Regard à droite, personne. A gauche, même constat. Remontant le quai, elle haussa les épaules, comme pour essayer de faire danser sa frange sur le bord de son écharpe rose. Laissant ses pieds choisir un banc parmi tous ceux du quai, elle commença à s'enquérir de sa situation : A quelle heure serait le prochain train qui la ramènerait directement chez elle ? Avait-elle suffisamment de crédit pour prévenir sa belle-mère de son retard pour rentrer chez elle et donc pour se rendre à son invitation à dîner ? Ses bottes cesseraient-elles enfin de lui broyer les petits orteils ? Avait-elle bien fermé le gaz avant de quitter son appartement ? Etait-ce un bon jour pour recommencer à fumer ? A cette seule pensée, elle secoua sa tignasse rousse : ce ne sera jamais un bon jour pour recommencer à fumer. Toute à cette bonne pensée, sa main effleura néanmoins le petit briquet en argent que sa mère lui avait offert pour son 16° anniversaire sur lequel elle avait fait gravé « A ma fille, future victime du tabagisme hyperactif ». Réalisant son geste, elle ne put s'empêcher de sourire, songeant à l'ironie de la vie... Sa mère était décédée 3 ans plus tard, victime innocente du tabagisme de son époux, de ses enfants et avant eux de celui de ses parents et de ses frères.
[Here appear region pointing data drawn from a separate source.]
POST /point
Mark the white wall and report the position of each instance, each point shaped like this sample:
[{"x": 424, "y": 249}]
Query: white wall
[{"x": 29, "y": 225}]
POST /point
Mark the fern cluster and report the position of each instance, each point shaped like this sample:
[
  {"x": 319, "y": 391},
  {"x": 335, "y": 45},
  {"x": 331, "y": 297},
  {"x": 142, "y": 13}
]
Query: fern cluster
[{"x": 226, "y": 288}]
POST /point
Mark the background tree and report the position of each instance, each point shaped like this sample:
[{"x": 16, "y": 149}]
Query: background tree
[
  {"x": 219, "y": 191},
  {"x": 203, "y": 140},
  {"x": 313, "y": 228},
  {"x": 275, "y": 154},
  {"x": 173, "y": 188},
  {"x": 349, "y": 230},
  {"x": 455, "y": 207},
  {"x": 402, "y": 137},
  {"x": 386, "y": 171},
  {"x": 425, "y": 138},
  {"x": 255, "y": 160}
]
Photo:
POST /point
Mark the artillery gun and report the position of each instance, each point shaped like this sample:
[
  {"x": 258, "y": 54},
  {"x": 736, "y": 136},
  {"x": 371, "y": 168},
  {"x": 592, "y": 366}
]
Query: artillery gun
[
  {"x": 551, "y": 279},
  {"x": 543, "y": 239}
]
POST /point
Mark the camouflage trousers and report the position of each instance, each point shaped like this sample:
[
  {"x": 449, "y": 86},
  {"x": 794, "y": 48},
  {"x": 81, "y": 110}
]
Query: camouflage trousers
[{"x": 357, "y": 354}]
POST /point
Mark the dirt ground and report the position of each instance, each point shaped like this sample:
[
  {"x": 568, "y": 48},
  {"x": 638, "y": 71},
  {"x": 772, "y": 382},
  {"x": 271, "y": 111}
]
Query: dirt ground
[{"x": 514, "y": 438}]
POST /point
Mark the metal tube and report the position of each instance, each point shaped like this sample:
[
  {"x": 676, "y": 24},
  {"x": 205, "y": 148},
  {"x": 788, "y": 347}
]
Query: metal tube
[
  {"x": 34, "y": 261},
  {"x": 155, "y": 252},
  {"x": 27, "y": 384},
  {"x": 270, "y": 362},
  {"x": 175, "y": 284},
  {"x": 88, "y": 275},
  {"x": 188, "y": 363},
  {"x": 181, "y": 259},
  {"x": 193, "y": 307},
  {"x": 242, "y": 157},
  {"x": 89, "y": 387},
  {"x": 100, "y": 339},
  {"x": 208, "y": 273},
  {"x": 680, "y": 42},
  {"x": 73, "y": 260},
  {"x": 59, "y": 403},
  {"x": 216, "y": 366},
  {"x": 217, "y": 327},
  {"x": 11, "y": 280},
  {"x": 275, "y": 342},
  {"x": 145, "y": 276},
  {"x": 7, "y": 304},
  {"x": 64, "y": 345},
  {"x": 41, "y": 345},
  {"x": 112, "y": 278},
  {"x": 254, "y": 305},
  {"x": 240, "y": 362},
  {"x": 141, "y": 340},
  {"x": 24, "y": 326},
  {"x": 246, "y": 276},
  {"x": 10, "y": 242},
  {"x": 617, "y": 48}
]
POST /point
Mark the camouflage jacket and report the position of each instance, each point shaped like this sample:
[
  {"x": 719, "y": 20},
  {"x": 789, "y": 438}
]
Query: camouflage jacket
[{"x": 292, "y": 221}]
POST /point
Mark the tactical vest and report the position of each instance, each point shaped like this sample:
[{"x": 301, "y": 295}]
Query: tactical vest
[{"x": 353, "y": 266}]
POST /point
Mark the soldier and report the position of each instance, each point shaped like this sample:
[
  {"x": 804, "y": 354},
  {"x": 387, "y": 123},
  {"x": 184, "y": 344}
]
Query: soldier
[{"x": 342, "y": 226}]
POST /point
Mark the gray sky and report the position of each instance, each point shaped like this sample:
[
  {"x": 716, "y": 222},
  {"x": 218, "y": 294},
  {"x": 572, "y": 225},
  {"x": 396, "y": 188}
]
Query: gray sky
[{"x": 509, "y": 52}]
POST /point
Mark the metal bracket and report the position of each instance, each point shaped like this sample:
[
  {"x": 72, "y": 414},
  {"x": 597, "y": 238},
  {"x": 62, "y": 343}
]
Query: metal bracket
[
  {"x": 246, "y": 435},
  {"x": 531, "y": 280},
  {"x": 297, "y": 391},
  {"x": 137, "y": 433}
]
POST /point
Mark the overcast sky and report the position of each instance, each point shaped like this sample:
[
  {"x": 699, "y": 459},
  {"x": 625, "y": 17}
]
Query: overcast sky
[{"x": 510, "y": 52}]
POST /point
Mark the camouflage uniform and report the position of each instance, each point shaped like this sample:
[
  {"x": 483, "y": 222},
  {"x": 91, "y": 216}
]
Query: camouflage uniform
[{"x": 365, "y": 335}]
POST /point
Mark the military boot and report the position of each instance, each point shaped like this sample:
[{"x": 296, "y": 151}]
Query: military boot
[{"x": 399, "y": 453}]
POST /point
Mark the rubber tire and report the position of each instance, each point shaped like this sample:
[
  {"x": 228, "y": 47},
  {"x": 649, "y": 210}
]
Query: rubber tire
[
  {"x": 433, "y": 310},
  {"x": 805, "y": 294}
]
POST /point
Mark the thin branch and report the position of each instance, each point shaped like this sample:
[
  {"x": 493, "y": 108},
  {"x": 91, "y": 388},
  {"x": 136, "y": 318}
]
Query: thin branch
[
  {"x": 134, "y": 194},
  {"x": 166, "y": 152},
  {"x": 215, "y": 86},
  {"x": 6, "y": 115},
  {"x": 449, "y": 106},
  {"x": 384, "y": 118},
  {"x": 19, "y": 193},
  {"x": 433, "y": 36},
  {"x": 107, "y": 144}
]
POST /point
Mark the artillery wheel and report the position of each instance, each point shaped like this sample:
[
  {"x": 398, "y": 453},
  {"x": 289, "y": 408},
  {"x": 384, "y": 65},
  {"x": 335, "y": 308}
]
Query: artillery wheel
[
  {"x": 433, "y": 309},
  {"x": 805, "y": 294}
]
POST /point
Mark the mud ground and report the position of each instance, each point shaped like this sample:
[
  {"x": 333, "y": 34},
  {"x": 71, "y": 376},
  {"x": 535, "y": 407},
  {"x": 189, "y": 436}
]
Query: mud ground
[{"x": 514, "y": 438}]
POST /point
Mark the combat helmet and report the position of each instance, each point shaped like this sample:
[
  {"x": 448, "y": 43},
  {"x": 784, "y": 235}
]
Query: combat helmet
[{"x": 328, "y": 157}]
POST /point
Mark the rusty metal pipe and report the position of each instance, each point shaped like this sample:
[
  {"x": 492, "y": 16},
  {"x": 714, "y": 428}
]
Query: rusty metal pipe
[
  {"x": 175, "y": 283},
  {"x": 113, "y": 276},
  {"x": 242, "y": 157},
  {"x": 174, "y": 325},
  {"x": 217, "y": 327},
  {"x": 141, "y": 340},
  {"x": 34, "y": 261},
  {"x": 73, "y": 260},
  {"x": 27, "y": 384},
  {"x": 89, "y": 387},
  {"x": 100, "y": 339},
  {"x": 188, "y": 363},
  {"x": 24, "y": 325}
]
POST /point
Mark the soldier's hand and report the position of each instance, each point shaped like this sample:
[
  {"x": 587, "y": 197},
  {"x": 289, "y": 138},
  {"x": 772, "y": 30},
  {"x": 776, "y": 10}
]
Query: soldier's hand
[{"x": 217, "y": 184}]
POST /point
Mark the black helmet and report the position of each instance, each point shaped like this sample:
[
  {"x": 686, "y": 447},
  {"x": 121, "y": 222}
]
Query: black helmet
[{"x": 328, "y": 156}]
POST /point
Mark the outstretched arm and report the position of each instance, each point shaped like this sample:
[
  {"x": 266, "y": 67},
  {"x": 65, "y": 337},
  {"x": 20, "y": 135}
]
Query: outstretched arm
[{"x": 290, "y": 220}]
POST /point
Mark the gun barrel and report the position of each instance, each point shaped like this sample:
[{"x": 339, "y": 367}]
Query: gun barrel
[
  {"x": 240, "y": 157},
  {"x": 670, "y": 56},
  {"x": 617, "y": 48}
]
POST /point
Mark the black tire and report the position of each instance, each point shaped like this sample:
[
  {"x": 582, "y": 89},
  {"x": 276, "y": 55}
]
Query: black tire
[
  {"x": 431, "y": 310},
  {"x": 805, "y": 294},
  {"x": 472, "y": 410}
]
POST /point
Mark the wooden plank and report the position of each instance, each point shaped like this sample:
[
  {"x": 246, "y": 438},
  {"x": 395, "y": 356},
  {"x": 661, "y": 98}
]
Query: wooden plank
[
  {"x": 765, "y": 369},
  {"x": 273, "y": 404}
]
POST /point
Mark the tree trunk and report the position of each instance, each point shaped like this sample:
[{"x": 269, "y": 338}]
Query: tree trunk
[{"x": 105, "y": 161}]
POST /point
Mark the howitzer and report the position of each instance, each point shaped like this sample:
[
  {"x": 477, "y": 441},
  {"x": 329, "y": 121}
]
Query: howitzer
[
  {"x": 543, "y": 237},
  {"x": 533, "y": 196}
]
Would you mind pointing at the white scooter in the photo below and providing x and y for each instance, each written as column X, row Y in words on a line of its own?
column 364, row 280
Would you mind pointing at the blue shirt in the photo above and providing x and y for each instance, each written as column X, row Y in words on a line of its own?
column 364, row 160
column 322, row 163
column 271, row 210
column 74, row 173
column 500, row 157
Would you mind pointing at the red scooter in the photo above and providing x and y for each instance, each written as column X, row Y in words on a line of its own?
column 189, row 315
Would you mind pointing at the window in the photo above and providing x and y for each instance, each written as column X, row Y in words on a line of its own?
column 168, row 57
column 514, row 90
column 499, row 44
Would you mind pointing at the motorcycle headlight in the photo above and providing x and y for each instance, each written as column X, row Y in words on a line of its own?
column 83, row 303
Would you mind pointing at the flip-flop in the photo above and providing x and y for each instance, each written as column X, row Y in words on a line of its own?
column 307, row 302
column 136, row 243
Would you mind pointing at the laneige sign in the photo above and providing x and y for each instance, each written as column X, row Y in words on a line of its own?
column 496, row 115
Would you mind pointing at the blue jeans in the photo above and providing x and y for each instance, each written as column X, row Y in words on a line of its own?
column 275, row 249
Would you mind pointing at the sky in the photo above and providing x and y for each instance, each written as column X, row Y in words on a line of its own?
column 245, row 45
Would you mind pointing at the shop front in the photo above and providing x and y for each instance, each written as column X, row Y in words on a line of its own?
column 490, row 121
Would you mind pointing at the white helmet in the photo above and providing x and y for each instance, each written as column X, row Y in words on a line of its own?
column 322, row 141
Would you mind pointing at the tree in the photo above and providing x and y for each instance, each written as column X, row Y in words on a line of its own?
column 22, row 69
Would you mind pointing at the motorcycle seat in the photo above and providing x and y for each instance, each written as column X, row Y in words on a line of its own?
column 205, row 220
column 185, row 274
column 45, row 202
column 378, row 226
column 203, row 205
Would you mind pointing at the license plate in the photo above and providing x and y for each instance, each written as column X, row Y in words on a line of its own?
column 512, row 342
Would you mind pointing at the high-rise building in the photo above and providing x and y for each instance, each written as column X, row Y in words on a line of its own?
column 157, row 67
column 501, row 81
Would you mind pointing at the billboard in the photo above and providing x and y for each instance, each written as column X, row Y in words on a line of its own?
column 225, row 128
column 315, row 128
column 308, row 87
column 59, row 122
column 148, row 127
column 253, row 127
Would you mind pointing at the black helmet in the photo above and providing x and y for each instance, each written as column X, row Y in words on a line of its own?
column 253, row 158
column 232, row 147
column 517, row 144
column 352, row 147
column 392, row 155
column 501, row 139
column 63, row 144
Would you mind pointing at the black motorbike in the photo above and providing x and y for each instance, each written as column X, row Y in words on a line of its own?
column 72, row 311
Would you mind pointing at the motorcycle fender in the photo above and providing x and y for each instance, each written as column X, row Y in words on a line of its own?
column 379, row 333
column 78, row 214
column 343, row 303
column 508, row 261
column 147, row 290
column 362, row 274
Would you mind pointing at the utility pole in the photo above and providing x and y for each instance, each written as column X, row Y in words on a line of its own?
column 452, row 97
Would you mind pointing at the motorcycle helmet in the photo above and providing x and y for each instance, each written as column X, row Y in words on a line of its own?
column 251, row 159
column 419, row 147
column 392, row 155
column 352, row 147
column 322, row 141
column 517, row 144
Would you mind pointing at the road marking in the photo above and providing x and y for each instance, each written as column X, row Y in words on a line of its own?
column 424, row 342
Chez les LaPocle, la cigarette faisait partie intégrante de la famille et on ne lui tenait pas rigueur de son rôle de faucheuse.

 

 

 

Camille regarda ses pieds : ça ne pouvait plus continuer. En prenant cet emploi de caissière de supérette pour se payer son permis, elle avait négligé une donnée importante. Bien sûr, elle avait besoin d'argent, bien sûr, elle avait envie de cette indépendance financière et de cette autosatisfaction qu'elle procure ; mais... travailler sous les ordres de quelqu'un (en l'occurrence de quelqu'une), c'était au-dessus des forces de la jeune femme. Etait-ce de sa faute si elle avait toujours vécu une petite existence de princesse et si elle n'était ni laide ni conne ? Sa supérieure semblait le croire et le lui reprochait ouvertement depuis son intégration à l'équipe du week-end de la grande surface d'Ablon. « Pour les filles comme vous, la vie est douce et facile », « Pour les individus de votre espèce, notre travail est dégradant et sans prestige... Vous vous croyez mieux que nous », « Cela m'étonne que vous n'ayez pas encore trouvé un moyen d'envoyer quelqu'un faire votre travail à votre place... Vous ne ferez pas de vieux os ici... ». Chaque week-end la régisseuse recommençait son petit jeu et chaque week-end, Camille revenait travailler au magasin. Mais avec l'arrivée de l'automne, l'attrait de la nouveauté ayant disparu sous le bruit strident des caisses enregistreuses et le poids des palettes de kilos de farine et de sucre, il était devenu de plus en plus difficile à Camille de trouver son job épanouissant et même intéressant. Dernière arrivée dans l'équipe et recrue préférée de sa régisseuse adorée, elle s'était vue octroyée la caisse numéro 1 : située en face de la porte à ouverture automatique du magasin. A chaque sortie de clients, c'est une bourrasque de vent glacial qui s'engouffrait perfidement dans la boutique, fondant directement sur Camille, la saisissant de froid et la laissant comme pétrifiée. Cette situation n'était pas prête de changer, tous les postes étant pourvus dans l'équipe. De plus, aucun membre de cette dernière ne semblait se soucier des rapports plus que tendus existant entre l'employée et sa supérieure. Camille préférait se dire qu'ils ne devaient rien remarquer, voilà tout. Quand bien même, elle doutait sincèrement qu'un de ses collègues eût accepté d'échanger sa caisse avec elle ne serait-ce que pour 3 heures.

 

19h48... Le prochain train n'arrivait que dans 13 minutes... Rien de bien méchant...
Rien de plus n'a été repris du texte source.